Could you please record and post a rosbag file including all the topics, i.e. /clock, /tf*, and /scan? 10s should be enough.

I did, did you see it?

https://github.com/ros-visualization/rviz/files/11530872/2023-05-22-11-30-36.bag.txt

Thanks!

Thanks for providing the bag file. I can reproduce your issue and will look into it right now.

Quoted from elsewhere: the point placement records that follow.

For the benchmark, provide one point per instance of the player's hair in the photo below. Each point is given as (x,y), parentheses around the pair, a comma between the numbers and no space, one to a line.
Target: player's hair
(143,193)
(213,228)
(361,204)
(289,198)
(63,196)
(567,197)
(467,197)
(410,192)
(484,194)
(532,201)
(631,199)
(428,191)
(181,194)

After searching for quite a while into the wrong direction, I found the culprit: The problem is in your LaserScan messages: The time_increment and scan_time values are probably way too large (measured in seconds):

time_increment:  153333.328125
scan_time:  110400000.000000

rviz expects TF lookups to be possible within the whole time range from stamp to stamp + scan_time, which is 110400000 secs = 3,5 years in your case! This makes all your TF lookups fail in the message filter. However, error lookup with transformHasProblems() succeeds because it just considers the message time stamp, resulting in the unknown error warning.

Note, scan_time = time_increment * len(ranges).

Please consider donating as I spent a bunch of time hunting a rviz bug that turned out to be a message issue.

@rhaschke Great catch, thank you thank you! Your diagnosis makes perfect sense.

I've been tracing through the ydlidar ros code that I am using and I can see where it goes wrong. But I dont understand it well enough to fix it. I have posted on their issues list. If you know anything about ydlidar X4 on ROS Noetic I would be interested.

In the meanwhile I will certainly donate. I can either donate 5/month for a year or donate $75 right now. Do you prefer one or the other? And is that an appropriate amount?

I don't know the ydlidar X4, but great that my analysis helps you. I guess the time units are chosen wrongly (e.g. nanoseconds instead of seconds). Feel free to link the source repository here.
You can freely choose the amount and type of donation. Thanks for considering!

The ydldar repo is: https://github.com/EAIBOT/ydlidar.git
I traced through it and there are some details I havent mastered yet but I can see how it goes wrong. Thanks if you take a look!

Thanks for supporting me by a donation. See here for a fixup of ydlidar.